In 1996 I was involved in a lawsuit between my then-employer and another company. My employer had engaged outside counsel for the litigation, and I needed to send some documents their way. I thought e-mail would be the best method, so I called the outside counsel to ask for an appropriate e-mail address. To my bemusement, he replied, “We don't have e-mail here,” and went on to explain that his office applications were a couple of versions behind. Hiding my surprise, I pointed out that perhaps his firm was a little behind the times and at some disadvantage. The lawyer's reply: “We lawyers are a bit slow to catch up, but we always manage to.”
Indeed, the legal system has caught up with the information age with the amendments to the Federal Rules of Civil Procedure (FRCP) that became effective December 1, 2006. The new rules, often referred to as eDiscovery, address corporate electronically stored information (ESI) that may be subpoenaed under a civil action. The rules intend to redress both real and perceived problems involving ESI.

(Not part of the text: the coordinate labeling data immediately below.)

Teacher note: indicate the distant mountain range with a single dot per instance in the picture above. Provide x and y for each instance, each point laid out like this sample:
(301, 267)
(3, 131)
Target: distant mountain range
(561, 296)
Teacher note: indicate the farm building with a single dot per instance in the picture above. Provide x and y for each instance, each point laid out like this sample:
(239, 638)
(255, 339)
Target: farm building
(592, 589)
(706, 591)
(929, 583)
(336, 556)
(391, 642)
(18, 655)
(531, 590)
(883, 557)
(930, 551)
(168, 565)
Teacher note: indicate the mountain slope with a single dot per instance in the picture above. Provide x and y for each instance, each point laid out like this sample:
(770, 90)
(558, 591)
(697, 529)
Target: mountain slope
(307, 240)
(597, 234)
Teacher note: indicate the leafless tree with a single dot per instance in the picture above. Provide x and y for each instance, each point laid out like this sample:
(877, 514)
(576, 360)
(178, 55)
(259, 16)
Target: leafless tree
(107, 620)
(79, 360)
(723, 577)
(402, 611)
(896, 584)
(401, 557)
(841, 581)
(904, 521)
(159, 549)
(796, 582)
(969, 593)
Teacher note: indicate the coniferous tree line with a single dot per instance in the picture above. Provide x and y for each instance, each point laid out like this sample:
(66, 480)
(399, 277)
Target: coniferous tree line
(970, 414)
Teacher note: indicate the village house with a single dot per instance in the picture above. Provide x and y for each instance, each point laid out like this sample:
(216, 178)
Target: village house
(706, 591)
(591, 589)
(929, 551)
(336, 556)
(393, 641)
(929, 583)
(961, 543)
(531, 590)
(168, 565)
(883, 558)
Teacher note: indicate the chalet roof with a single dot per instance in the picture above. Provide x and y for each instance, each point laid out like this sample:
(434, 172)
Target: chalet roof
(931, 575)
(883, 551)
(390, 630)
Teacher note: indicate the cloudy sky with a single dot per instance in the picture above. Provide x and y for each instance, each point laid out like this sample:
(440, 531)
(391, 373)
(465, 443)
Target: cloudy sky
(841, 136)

Security's Role Regarding ESI
While it is the primary domain of lawyers to take charge of legal matters, security executives should understand the principle points of the new rules and help lead necessary ESI change management within their corporations. Failing to abide by the new rules could lead to litigation sanctions that include fines, evidentiary exclusions, adverse jury instructions, increases in settlement/risk value of cases and potential obstruction of justice and criminal liability charges.
EDiscovery rules significantly affect the way in which counsel approaches the timing and scope of discovery—the process of locating and searching data for use in legal action. The rules also place new requirements on corporate IT resources to identify, describe, preserve, and produce corporate information. Companies should reexamine their information retention program and develop a defensible strategy that includes abiding by the rules. Security leaders must become cognizant of the company's IT infrastructure and data archiving policy and programs, for data stored outside as well as within the United States .
While the FRCP was amended to address seven principle areas. let's briefly examine two of the more problematic and significant changes: Early Attention (Rule 26f) and Forms of Production (Rule 34).
Rules for Dealing with Data
The amendments require parties to meet early in the discovery process and address ESI issues that can include preservation, scope of discovery, costs and burdens, forms of production, privilege concerns, privacy/security/confidentiality, and accessibility. For the first time, parties are required to discuss ESI preservation and develop a discovery plan.
For example, many companies use third-party software to record and manage security incidents and investigation files. Upon request for discovery, how will that ESI be produced? In hard copy? Fine, but how will requests for the original source data be handled? True, the data is often in an open-architecture file format and may be accessed in a non-proprietary application. But then, how will redacted data be managed? If the data needs to be presented in court in the application in which it was originally created, does your company need to establish and maintain a legacy application library?
Data is becoming more prevalent across the enterprise in an increasing variety of forms: in e-mail, voice mail, instant message, on PDAs, local drives, shared drives and Web sites. Preparing for litigation implies that all of these new data repositories must be included in a data and records retention policy and program. Security executives involved in litigation could be called upon to describe their company's records retention policy and be knowledgeable of the systems used to manage their department's data. Lacking a credible program or failing to adhere to the policy is indefensible in court and may expose the company to legal risk.